文章/答案/技术大牛

发布

社区首页 >问答首页 >抓取以特定单词开头的网页句子

问抓取以特定单词开头的网页句子
EN

Stack Overflow用户

提问于 2013-07-06 21:16:35

回答 2查看 1.6K关注 0票数 1

我正在用BeautifulSoup和python抓取一个网页，希望抓取页面上以"Text Start:“开头的每一句话，如下面的代码所示。每个句子也以逗号结尾，后面跟着日期，格式为月-日(下面是5-4)有很多这样的例子，所以我想浏览一下页面，返回每个以"Text Start:“开头的句子。

我一直在尝试用BeautifulSoup包来做这件事，但是遇到了麻烦。

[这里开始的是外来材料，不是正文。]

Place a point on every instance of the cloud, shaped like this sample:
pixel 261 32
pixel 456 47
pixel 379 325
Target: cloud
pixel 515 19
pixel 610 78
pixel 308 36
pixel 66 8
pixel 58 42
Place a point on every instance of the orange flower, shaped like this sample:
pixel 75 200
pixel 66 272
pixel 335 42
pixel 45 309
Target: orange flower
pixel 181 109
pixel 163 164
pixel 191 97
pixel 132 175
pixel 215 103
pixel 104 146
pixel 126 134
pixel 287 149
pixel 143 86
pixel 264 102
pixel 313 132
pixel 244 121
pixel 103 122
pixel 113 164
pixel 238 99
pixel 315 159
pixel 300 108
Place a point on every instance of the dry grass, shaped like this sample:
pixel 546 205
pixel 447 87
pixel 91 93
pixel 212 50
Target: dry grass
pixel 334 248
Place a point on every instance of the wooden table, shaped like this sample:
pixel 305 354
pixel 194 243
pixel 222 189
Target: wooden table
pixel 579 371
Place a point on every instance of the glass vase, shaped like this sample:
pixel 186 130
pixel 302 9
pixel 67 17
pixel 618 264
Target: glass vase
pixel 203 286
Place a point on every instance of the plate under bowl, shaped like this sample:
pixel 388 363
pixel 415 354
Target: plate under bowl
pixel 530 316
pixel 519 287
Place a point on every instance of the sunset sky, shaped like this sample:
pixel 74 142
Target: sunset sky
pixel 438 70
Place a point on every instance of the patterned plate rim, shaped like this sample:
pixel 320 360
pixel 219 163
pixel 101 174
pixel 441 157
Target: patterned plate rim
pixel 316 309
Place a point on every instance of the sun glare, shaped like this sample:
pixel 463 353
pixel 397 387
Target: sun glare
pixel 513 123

我认为我应该使用正则表达式，所以我一直在尝试，但还没有真正取得任何进展。

<div class="class">
<div class="time">
<span class="date">07/02/13</span>
<span class="sep">|</span>
<span class="duration">02:15</span>
<div class="clear"></div>
</div>
Text Start: This text changes each time, 5-4
</div>

python

regex

beautifulsoup

回答 2

Stack Overflow用户

回答已采纳

发布于 2013-07-06 21:17:21

使用regular expression匹配specific text contents

import re

soup.find_all(text=re.compile('^\s*Text Start:.*'))

演示：

>>> from bs4 import BeautifulSoup
>>> soup = BeautifulSoup('''\
... <div class="class">
... <div class="time">
... <span class="date">07/02/13</span>
... <span class="sep">|</span>
... <span class="duration">02:15</span>
... <div class="clear"></div>
... </div>
... Text Start: This text changes each time, 5-4
... </div>
... ''')
>>> import re
>>> soup.find_all(text=re.compile('^\s*Text Start:.*'))
[u'\nText Start: This text changes each time, 5-4\n']

票数 2

Stack Overflow用户

发布于 2013-07-07 01:23:28

对于如此简单的任务，您不需要使用BeautifulSoup。它比直接使用正则表达式慢得多。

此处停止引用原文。